Experimentation in Data Engineering and Architecture

Written by Kimberley Orozco Cornejo | Jul 1, 2024 2:34:49 PM

Summary.

Obtaining an optimal and cost-effective solution in the field of Data Engineering and Architecture in the cloud can be a complex process. At ixpantia, we believe that the success of such a solution is based on ensuring robust architecture processes through a strong culture of experimentation, the adoption of DevOps and DataOps practices, the implementation of a metrics monitoring system, and the use of a declarative language to facilitate infrastructure management as code, such as Terraform.

Experimentation in Data Engineering and Architecture

In our data science projects, one of the initial steps typically involves designing a high-level architecture solution tailored to the client's specific needs.

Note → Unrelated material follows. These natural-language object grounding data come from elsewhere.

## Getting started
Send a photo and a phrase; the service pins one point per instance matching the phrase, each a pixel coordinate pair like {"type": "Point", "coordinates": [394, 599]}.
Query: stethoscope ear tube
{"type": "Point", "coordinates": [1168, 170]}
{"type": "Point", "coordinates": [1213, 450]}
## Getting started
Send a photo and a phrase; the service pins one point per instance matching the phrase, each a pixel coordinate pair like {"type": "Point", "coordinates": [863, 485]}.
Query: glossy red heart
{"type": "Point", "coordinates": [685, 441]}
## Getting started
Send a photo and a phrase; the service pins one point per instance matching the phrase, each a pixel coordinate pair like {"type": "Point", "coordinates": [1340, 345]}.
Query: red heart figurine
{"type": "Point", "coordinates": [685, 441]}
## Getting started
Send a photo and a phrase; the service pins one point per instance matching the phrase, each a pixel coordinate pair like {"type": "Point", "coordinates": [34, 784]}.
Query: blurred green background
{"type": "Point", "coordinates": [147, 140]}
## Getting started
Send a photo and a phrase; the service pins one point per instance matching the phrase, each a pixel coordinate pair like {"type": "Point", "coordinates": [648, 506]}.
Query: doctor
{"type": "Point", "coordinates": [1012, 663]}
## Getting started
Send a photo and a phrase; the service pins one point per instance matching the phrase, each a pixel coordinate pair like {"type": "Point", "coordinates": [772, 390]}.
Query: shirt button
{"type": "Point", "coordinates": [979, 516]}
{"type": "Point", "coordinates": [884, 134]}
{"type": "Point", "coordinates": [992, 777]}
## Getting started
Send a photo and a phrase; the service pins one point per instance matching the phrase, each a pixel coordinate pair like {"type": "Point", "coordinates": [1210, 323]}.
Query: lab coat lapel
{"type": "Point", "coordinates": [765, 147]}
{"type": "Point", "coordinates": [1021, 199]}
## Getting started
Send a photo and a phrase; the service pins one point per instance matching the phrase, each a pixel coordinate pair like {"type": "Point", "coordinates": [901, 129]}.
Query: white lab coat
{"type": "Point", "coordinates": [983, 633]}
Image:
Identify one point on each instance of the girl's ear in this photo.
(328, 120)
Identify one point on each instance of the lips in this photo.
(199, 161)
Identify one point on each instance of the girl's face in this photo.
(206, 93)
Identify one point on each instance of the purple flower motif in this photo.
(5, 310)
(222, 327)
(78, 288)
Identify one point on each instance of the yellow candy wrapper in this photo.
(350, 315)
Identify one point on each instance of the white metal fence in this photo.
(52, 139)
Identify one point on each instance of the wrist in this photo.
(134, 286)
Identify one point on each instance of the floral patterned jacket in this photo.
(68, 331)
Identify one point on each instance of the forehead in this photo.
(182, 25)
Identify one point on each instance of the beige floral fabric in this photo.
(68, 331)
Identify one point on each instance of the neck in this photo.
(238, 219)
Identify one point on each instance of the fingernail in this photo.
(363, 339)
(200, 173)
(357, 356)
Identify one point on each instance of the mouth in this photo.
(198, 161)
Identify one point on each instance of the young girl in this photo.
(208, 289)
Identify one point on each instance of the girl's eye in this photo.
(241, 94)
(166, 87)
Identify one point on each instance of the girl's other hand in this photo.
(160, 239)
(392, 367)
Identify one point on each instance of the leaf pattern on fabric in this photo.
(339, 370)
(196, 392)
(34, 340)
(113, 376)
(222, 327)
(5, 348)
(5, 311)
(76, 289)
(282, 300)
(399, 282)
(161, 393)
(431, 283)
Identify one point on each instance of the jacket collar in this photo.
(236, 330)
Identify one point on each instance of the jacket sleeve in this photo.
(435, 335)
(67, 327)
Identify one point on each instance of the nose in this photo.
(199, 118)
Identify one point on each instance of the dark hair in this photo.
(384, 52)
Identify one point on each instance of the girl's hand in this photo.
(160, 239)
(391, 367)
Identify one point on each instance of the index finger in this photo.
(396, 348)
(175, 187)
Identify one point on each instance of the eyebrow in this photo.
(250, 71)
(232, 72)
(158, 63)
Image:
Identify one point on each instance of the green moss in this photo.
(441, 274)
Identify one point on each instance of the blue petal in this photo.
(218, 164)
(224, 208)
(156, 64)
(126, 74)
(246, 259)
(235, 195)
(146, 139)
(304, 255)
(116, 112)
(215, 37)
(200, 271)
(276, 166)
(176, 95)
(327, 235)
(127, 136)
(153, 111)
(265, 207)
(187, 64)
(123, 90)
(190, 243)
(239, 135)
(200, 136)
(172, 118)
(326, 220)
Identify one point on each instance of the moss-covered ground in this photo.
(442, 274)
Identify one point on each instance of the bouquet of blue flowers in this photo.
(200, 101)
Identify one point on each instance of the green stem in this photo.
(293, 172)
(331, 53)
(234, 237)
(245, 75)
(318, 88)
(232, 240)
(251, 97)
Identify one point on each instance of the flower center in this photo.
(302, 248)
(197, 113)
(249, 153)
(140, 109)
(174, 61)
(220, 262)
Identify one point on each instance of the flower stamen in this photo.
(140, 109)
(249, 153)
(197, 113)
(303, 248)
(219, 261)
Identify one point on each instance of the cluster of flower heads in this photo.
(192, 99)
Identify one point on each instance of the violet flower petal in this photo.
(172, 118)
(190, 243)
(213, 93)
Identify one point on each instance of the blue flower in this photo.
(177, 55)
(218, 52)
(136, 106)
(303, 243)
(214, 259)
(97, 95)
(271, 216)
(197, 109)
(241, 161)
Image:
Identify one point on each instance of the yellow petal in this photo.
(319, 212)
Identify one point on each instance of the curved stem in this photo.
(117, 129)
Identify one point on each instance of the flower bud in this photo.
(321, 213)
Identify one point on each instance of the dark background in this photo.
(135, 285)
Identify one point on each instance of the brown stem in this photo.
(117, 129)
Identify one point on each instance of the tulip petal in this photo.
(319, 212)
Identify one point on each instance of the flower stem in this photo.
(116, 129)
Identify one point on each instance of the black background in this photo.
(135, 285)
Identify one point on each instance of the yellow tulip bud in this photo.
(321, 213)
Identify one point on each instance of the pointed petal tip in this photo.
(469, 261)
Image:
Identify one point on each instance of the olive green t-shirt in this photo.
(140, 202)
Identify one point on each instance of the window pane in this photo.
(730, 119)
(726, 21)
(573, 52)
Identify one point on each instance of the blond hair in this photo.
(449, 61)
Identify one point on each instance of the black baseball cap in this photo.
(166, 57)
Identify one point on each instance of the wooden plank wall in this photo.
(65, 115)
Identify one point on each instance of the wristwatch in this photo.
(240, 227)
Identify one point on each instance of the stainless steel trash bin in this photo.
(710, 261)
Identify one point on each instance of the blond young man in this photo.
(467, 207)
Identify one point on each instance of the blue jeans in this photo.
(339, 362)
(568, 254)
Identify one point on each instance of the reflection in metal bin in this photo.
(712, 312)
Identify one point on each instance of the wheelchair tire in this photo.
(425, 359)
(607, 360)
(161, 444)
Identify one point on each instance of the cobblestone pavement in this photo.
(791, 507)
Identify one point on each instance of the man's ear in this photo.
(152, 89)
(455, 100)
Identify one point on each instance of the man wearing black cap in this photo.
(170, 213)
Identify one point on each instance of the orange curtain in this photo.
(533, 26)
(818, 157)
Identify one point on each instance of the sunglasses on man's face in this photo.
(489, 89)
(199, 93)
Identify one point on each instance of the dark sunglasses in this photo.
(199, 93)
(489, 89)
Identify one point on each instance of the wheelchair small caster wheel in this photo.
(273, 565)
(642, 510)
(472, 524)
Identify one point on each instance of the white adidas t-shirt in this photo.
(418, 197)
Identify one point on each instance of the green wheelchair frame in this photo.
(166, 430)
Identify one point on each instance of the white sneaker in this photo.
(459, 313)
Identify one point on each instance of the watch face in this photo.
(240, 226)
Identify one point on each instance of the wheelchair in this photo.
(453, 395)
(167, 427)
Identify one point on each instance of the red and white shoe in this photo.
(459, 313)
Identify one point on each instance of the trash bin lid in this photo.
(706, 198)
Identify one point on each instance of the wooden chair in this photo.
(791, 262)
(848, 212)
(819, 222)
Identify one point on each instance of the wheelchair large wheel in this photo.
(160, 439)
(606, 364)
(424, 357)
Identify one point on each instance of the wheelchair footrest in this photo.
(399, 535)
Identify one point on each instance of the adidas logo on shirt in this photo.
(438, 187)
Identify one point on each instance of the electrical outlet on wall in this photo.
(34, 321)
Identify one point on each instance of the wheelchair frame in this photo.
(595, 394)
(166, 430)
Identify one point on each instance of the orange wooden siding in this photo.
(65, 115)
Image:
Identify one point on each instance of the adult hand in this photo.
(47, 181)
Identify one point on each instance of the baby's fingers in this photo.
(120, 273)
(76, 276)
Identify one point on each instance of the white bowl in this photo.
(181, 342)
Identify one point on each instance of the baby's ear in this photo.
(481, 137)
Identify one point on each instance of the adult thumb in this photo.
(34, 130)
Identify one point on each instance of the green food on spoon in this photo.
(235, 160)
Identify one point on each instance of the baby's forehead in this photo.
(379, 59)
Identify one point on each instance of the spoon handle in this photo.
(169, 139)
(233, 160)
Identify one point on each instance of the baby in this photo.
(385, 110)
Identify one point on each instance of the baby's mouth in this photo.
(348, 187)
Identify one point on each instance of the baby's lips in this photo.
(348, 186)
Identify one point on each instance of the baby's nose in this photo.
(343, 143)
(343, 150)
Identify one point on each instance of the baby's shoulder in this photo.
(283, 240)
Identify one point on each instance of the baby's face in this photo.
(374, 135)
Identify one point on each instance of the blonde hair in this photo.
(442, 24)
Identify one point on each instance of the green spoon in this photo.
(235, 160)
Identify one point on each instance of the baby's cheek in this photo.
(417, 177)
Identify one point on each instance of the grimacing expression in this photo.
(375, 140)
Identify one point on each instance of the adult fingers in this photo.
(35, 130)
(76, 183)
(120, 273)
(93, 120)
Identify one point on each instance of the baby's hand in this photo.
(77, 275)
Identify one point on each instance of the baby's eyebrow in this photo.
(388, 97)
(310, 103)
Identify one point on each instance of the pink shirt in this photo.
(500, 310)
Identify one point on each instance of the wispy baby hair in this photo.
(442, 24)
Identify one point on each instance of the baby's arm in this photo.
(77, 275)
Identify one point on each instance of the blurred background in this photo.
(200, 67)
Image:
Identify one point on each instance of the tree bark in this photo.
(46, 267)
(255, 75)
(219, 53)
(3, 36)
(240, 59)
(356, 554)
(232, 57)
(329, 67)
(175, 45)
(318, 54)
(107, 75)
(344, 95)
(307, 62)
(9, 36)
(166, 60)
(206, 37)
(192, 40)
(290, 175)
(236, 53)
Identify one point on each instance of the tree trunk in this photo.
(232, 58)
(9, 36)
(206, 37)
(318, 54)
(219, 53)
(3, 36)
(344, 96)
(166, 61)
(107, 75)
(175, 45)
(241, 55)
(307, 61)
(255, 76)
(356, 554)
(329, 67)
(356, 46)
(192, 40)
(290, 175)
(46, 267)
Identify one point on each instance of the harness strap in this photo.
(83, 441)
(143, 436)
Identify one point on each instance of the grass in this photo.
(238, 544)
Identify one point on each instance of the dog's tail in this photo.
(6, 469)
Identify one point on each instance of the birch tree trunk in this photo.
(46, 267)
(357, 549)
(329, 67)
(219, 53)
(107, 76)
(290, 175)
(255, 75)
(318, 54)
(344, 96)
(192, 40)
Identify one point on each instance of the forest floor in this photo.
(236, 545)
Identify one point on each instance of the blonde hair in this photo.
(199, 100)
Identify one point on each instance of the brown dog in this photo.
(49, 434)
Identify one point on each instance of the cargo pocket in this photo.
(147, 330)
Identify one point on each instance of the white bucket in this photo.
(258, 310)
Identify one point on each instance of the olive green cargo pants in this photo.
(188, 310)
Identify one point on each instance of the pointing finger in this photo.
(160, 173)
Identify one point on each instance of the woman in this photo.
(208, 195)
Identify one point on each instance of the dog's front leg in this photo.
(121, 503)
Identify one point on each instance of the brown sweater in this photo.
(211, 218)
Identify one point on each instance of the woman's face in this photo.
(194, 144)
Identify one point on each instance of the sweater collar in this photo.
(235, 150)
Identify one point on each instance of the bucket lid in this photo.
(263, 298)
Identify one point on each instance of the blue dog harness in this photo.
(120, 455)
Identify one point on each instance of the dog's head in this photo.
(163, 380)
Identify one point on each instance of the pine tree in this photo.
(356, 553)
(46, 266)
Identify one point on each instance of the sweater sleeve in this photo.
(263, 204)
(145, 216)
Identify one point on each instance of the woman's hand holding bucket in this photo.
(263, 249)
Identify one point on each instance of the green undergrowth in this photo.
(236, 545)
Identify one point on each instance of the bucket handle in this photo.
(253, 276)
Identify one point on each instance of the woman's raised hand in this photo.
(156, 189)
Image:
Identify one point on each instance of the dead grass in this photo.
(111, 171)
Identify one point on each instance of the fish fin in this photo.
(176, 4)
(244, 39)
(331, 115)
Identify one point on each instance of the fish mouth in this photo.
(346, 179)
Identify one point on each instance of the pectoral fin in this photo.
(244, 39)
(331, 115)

Among the factors to consider for the initial architecture design are the data source (whether it comes from IoT devices, transactional databases, data lakes, etc.), the data format (XML, JSON, CSV, etc.), the frequency of data arrival, the chosen cloud platform, budget constraints, the required levels of data versioning, as well as the capabilities and technological knowledge of the data science teams within the companies we support.

Considering all these elements, we typically propose an initial architecture for the problem at hand: a solution that includes the proposed technologies, monitoring solutions, approximate total cost, and the definition of service agreements in collaboration with the client.
It is important to highlight that the implementation process should be considered from the beginning as a phase of continuous adaptation and improvement. In this context, data architecture and engineering solutions, although well-founded and planned, may require adjustments during implementation to optimize performance. This is due to the inherent complexity of these systems and unforeseen factors such as unexpected data load spikes, arrival of files with corrupted or unexpected formats, changes in the technological environment, or shifts in the available budget of the companies, among others.

At ixpantia, we believe that bringing scientific experimentation into these more engineering-oriented disciplines is vital to maintaining optimal, cost-effective, and efficient data pipeline innovation cycles. We visualize the flow used at a high level in the following figure:

Figura 1. Flow during the development and implementation of our Data Engineering and Architecture solutions

When we talk about agreeing, we mean creating service agreements that outline the needs and objectives that our architecture must fulfill. This requires a series of meetings with the client to inventory the company's needs. This best practice is based on Site Reliability Engineering (SRE). Under this methodology, we translate the client's requirements into service agreements with their respective indicators and objectives, understanding that these may evolve over time.

Regarding planning, this involves procuring the necessary resources, both technological and human, needed to achieve our goal within the defined financial constraints (budget). In this step, we arrive at one or several initial proposals, which we present to the client. Our role here is to assist them in making an informed decision based on a concise and comprehensive presentation of the proposal(s).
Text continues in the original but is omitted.